Lima city hall (built in 1944).

Art cast iron fountain (from1651), and the Presidential Palace (1938).



From L to R: Presidential Palace, Mt. San Cristobal, Royal Magistrate's House (17th C.), Archbishop's Palace (1924).

Lima Cathedral, viewed across the Plaza, from Pasaje Santa Rosa.

In the foreground, the monument to Taulichusco the Elder, last indigenous ruler of Lima.

Old Post Post Office & Telegraphs building








Thursday, August 10, 2017

Huaca Malena

On July 21st, the same day that we visited the cave with the mysterious bones, Orlando and I traveled a bit further south along the Pan-American Highway to Huaca Malena.

Huaca Malena is a precolumbian site in the district of Asia, a couple of miles inland from the coastline.  The site was first established about 200 C.E. but subsequently was apparently all but abandoned for an extended period.  It gained new life as a Wari ceremonial center and necropolis from about 700 C.E. to about 1100 C.E.


The site consists of a large mud-brick platform, with associted terraces, altogether encompassing several acres.  It was first described scientifically in the 1920s by Peruvian archaeologist Julio C. Tello.  Tello and his associates discovered some 300 mummy bundles at Huaca Malena, establishing Huaca Malena as one of the most important pre-Columbian cemeteries on the central coast, along with Paracas and Ancón.

Like many other archaeological sites, after initial study Huaca Malena was left largely unstudied and unprotected and several decades of unscrupulous and indiscriminate looting ensued.

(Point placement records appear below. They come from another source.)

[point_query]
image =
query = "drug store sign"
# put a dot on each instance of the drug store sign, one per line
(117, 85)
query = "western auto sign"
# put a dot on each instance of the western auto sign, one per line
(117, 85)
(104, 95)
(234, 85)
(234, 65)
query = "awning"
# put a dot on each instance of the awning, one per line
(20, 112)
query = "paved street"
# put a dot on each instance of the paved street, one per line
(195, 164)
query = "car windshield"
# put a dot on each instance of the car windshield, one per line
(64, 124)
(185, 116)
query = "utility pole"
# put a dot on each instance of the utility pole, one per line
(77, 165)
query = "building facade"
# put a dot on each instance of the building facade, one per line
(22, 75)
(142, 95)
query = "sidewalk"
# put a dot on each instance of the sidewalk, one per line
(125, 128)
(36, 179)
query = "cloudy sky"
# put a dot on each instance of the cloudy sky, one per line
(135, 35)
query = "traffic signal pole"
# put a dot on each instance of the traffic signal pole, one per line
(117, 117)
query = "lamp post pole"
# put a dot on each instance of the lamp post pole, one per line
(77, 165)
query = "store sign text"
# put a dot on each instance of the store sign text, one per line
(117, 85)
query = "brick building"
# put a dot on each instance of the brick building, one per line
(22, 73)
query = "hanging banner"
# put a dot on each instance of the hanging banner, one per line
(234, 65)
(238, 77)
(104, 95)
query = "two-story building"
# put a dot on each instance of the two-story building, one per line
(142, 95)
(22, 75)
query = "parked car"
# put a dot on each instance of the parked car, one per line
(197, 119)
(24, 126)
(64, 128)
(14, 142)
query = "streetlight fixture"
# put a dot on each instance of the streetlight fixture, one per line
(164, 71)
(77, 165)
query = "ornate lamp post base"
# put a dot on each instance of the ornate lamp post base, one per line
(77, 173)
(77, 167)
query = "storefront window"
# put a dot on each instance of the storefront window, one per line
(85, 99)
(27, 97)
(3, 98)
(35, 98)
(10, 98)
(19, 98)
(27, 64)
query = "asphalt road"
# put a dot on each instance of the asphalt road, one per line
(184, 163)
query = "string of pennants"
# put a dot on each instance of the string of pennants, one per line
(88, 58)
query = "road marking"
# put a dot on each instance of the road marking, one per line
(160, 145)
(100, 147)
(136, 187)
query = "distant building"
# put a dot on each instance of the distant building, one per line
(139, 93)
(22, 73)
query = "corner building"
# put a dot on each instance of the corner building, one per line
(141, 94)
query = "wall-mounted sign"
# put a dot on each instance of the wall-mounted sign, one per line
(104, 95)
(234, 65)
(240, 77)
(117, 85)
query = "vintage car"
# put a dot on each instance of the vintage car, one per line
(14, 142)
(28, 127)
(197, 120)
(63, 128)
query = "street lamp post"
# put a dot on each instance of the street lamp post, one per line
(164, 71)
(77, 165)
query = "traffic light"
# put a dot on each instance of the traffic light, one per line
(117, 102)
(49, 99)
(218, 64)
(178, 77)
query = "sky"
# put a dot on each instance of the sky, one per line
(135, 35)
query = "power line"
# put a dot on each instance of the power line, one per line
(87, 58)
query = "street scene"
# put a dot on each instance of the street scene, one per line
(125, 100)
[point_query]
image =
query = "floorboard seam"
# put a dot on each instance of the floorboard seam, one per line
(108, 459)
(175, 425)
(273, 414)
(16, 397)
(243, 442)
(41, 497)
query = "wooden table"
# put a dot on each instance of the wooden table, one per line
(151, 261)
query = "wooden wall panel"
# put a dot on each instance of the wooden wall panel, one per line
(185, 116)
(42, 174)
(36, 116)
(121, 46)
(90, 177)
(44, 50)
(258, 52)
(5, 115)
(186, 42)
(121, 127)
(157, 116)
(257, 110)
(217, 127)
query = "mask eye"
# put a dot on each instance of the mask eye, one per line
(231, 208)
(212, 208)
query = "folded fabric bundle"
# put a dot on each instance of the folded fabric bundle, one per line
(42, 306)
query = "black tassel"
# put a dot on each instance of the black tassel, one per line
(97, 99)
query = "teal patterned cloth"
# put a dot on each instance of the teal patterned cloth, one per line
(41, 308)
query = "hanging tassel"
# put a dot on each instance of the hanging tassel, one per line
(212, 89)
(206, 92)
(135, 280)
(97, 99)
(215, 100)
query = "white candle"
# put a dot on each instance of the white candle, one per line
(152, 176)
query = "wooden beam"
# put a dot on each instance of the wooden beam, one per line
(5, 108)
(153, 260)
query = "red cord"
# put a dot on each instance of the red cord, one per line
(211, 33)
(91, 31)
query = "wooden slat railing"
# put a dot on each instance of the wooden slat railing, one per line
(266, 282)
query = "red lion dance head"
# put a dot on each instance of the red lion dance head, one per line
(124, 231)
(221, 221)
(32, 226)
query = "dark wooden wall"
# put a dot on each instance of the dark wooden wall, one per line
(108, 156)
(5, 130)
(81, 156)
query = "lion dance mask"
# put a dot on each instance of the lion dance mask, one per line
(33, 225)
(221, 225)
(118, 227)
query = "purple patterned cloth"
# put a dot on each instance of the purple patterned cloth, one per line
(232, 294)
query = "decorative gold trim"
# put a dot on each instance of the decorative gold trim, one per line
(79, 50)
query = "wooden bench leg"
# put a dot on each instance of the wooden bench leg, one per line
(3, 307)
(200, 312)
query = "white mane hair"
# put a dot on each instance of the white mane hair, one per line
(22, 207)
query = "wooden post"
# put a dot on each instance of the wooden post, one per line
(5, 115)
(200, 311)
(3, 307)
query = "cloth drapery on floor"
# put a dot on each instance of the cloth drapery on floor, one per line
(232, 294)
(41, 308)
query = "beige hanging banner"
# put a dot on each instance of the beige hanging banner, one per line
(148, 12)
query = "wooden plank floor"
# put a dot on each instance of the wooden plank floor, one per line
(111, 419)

I knew of the looting and thus had a sense of what we'd see, but I was unprepared for the level of destruction visited upon the place and for the sight of a relatively recently-looted mummy abandoned on the surface.

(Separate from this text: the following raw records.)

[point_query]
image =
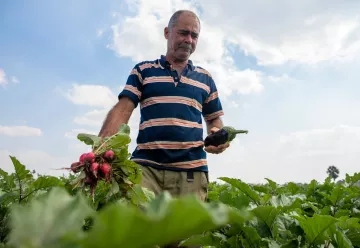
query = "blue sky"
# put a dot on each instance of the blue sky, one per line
(299, 124)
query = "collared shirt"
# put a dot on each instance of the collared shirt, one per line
(172, 107)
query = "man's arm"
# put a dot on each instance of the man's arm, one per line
(118, 115)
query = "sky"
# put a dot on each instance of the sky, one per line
(288, 73)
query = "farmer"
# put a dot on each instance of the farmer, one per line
(173, 94)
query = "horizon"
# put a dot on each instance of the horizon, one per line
(287, 73)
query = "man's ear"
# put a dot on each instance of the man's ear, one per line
(166, 33)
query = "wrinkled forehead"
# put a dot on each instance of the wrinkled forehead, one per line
(188, 22)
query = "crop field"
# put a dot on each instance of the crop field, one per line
(100, 204)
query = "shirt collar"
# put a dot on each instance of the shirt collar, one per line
(164, 63)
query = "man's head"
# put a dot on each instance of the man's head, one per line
(182, 35)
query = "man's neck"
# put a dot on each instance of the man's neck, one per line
(175, 63)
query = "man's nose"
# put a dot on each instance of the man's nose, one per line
(188, 38)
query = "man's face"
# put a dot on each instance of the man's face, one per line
(183, 37)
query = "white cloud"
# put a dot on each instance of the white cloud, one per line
(303, 31)
(20, 131)
(4, 80)
(140, 37)
(299, 156)
(15, 80)
(40, 161)
(91, 95)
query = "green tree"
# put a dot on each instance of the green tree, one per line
(333, 171)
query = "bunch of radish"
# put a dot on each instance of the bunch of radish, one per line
(95, 167)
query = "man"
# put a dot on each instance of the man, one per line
(173, 95)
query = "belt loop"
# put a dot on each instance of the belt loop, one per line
(190, 176)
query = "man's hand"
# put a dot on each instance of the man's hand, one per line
(216, 149)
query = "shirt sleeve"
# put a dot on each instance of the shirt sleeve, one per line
(212, 107)
(133, 86)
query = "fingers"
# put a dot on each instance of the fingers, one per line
(217, 149)
(214, 129)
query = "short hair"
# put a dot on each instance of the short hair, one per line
(174, 18)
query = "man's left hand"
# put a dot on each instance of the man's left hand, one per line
(216, 149)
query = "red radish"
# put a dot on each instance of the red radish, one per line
(106, 169)
(90, 157)
(94, 168)
(82, 158)
(109, 155)
(75, 167)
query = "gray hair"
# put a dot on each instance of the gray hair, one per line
(174, 18)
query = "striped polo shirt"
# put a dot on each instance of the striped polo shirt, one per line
(172, 107)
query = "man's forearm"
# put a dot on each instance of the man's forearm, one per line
(214, 123)
(118, 115)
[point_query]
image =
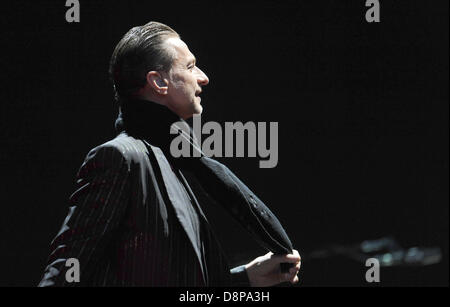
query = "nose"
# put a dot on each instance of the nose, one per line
(202, 78)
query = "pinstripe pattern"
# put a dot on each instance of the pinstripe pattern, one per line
(134, 220)
(122, 230)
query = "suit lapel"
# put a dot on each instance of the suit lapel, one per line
(175, 194)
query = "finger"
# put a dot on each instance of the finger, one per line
(295, 279)
(295, 252)
(288, 258)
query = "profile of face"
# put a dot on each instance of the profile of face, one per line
(183, 81)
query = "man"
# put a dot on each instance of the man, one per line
(135, 220)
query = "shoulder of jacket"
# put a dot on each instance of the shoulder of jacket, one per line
(130, 148)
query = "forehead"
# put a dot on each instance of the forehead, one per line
(181, 50)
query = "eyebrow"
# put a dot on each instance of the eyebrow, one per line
(193, 60)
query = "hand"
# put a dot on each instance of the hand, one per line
(265, 271)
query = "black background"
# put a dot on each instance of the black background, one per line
(362, 111)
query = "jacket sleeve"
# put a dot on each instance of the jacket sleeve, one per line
(97, 208)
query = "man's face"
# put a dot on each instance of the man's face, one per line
(185, 81)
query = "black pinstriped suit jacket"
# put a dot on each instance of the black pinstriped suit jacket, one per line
(130, 219)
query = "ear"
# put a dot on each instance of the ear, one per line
(157, 82)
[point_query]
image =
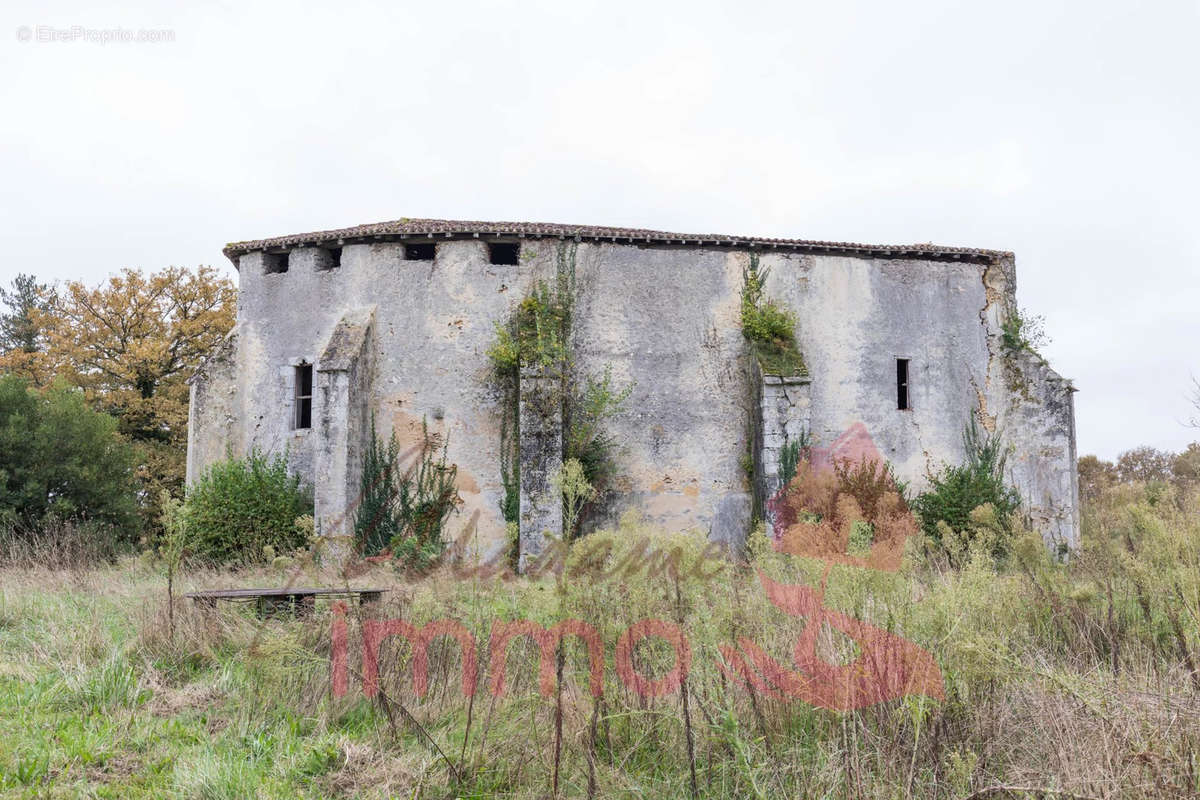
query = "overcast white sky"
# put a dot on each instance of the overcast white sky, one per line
(1065, 132)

The sheer scale of the damage is sobering. The upper level of the mound has been cratered and almost all architectural features obliterated.

The scale of what has been lost to looters is evinced by the hundreds of skulls that litter the site.

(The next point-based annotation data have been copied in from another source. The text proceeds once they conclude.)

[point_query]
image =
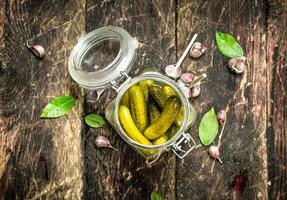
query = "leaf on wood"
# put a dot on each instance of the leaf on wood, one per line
(58, 107)
(228, 45)
(94, 120)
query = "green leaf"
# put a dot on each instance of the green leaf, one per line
(208, 127)
(156, 196)
(228, 45)
(58, 107)
(94, 120)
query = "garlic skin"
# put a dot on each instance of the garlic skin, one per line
(186, 90)
(237, 64)
(195, 90)
(197, 50)
(187, 77)
(36, 49)
(214, 152)
(172, 71)
(102, 141)
(221, 115)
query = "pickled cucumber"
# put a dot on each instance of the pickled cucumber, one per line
(125, 99)
(161, 140)
(138, 107)
(131, 130)
(153, 112)
(168, 91)
(144, 87)
(179, 119)
(172, 131)
(157, 94)
(165, 120)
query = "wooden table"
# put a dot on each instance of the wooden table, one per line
(58, 159)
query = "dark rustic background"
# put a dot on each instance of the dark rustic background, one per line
(58, 159)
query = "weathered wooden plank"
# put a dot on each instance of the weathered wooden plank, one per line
(243, 142)
(277, 108)
(43, 156)
(124, 174)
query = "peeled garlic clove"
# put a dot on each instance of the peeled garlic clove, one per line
(172, 71)
(102, 141)
(186, 90)
(237, 64)
(195, 90)
(36, 49)
(197, 50)
(187, 77)
(214, 152)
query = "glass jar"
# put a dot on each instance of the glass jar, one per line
(115, 75)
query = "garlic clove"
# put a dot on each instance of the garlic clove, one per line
(36, 49)
(195, 90)
(214, 152)
(186, 90)
(187, 77)
(197, 50)
(102, 141)
(237, 64)
(172, 71)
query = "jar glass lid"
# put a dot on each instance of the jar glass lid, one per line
(101, 56)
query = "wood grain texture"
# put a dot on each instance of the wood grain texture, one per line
(277, 107)
(39, 160)
(58, 159)
(243, 141)
(124, 174)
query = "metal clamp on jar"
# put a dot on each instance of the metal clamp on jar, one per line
(83, 70)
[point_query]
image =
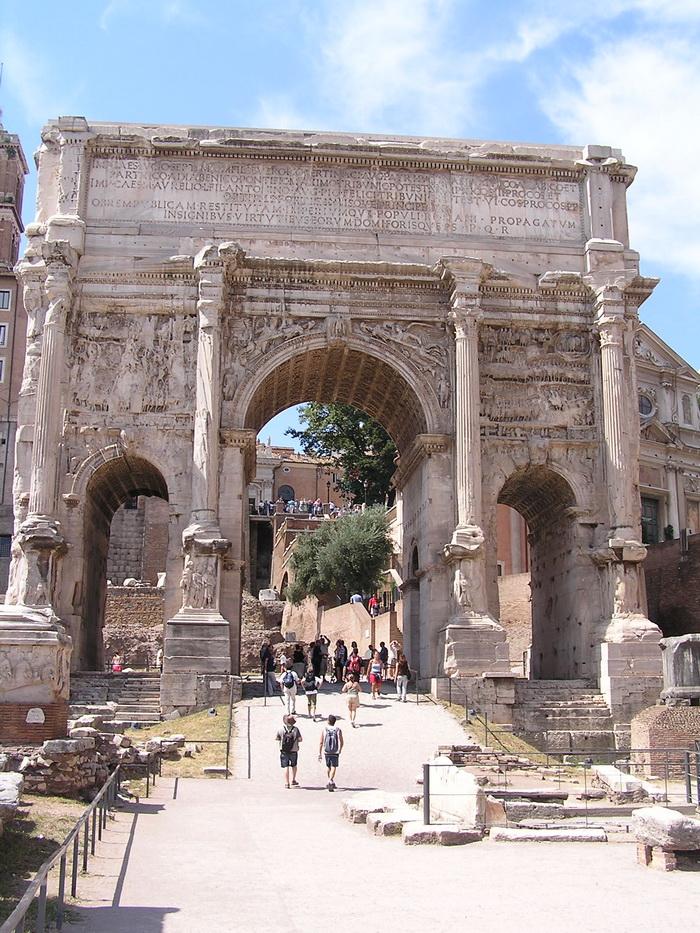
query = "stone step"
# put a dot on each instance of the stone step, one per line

Orlando and I wandered about the mound for over an hour, checking out the exposed remains and artifacts.

One notable feature, among all the piles of skulls and bones, was the high proportion of deformed skulls. Cranial deformation was practiced by several ancient Peruvian cultures and was usually reserved as a mark of high status birth.  The large percentage of them attests to Huaca Malena's importance and the high status of those who were buried there.

 There was also evidence of the sophistication of the ancient Peruvians who lived in the Mala Valley surrounding Huaca Malena, in the form of at least one trephinated skull.


Trephination, or trepanning, is a type of surgical intervention in which a hole is made through the skull to expose the brain, or at least the dura mater, and thus relieve swelling or pressure from injuries. It is, in essence, an early form of brain surgery.  The healing surrounding the opening in the skull in the photo above points to that surgery having been successful, at least insofar as that the individual must have lived for a good length of time following it.


In addition to human bones, Huaca Malena is also littered with the detritus of whatever else the looters did not want.


We found this lovely little woven bag near the exposed mummy.  Orlando, who knows textiles, was able to immediately tell that it was made from a combination of cotton fabric and llama or alpaca wool.  It was sad to know that instead of being in a museum it would just sit there and rot away.

In addition to many textile remnants, we also encountered the remains of several other types of grave goods, including corn cobs, gourds, pacae pods, and camelid bones.

We were particularly surprised when a number large oddly-shaped stones associated with graves --or at least with the pits from which mummies had been looted-- turned out to be whale vertebrae.  Where they grave offerings?  Grave markers? A sign of special status?  However they were intended, they were certainly impressive.